The FCC, which has been run by just three commissioners for several months, will soon be back up to full force. The Senate yesterday confirmed former telecom trade association and venture capitalist Tom Wheeler as the new FCC chairman, also confirming long-term Congressional staffer Michael O’Rielly as FCC commissioner.
In a statement, Wheeler noted that the telecom industry is in the middle of important changes. “What excites me about this new responsibility is how we are at a hinge moment of history; the Internet is the greatest communications revolution in the last 150 years,” he said. “We must all dedicate ourselves to encouraging its growth, expanding what it enables, and assuring its users’ rights are respected.”
Wheeler is generally viewed favorably by telecom industry stakeholders, who perceive that he is already up to speed on key telecom industry issues. For example, he chaired the Technical Advisory Council that President Obama created in 2010.
O’Rielly comes to the FCC from his position as an adviser to Sen.

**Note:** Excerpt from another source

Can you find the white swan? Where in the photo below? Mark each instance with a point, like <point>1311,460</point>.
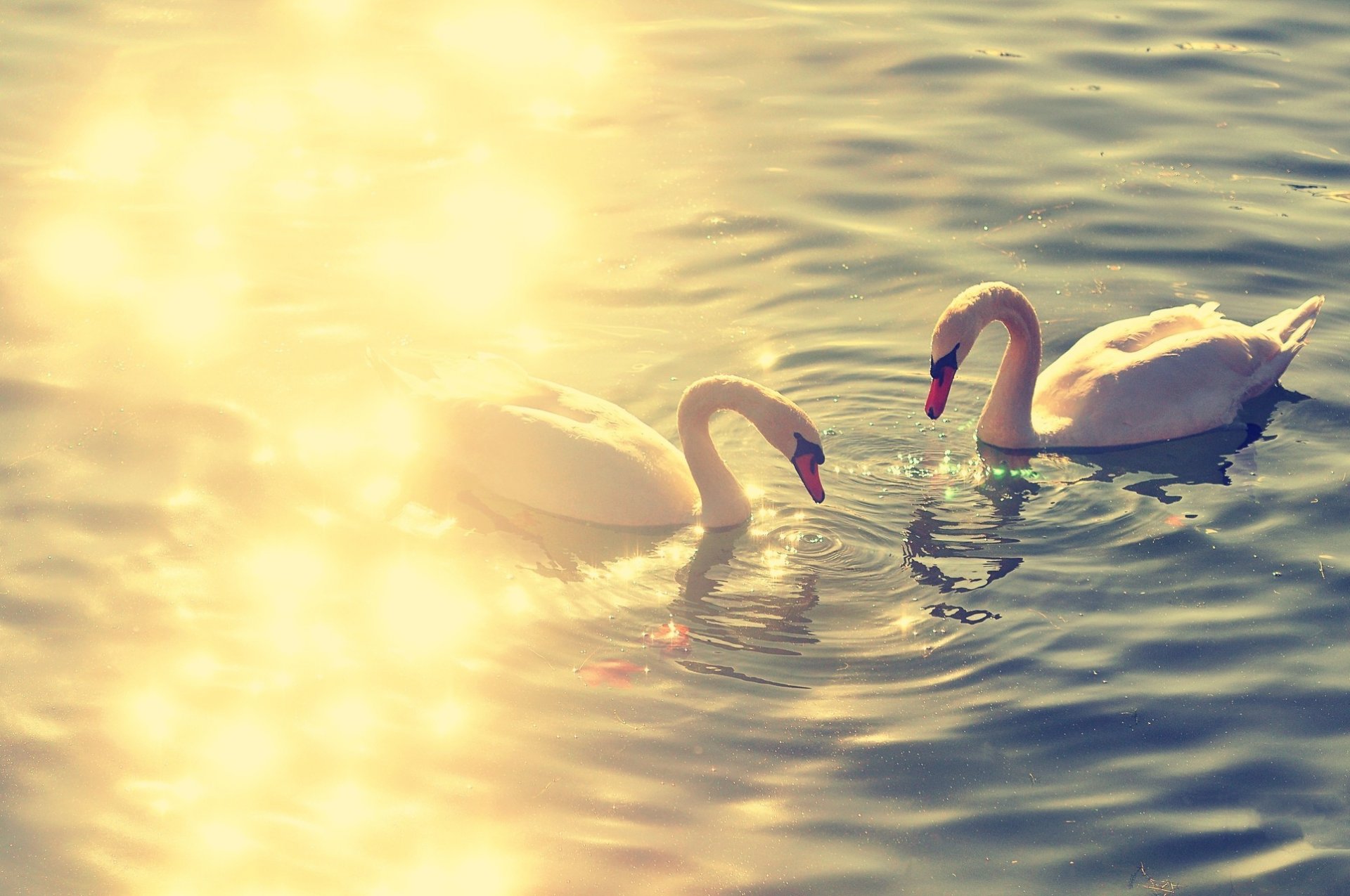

John Cornyn (R-Texas), the Republican minority whip. He also has served on the House Energy and Commerce Committee, which oversees telecom-related issues.
“Both nominees are highly qualified for their positions,” said Walter B. McCormick Jr., president and CEO of telecom trade group USTelecom in a statement, adding that “we look forward to working with them on the critical issues that face the nation’s communications industry and consumers.”
McCormick didn’t specify the “critical issues,” but I think most telecom industry stakeholders would agree that they include such thorny items as the TDM-to-IP transition, Universal Service reform, retransmission rights, spectrum policy, and more.
While at venture firm Core Capital Partners, Wheeler regularly wrote blog posts that offer some hints about how he might view some of these issues.
He has noted, for example, that “the PSTN is a casualty of the digital world” and that “the rules for 21st century spectrum allocation need to evolve from the avoidance of interference to interference tolerance.”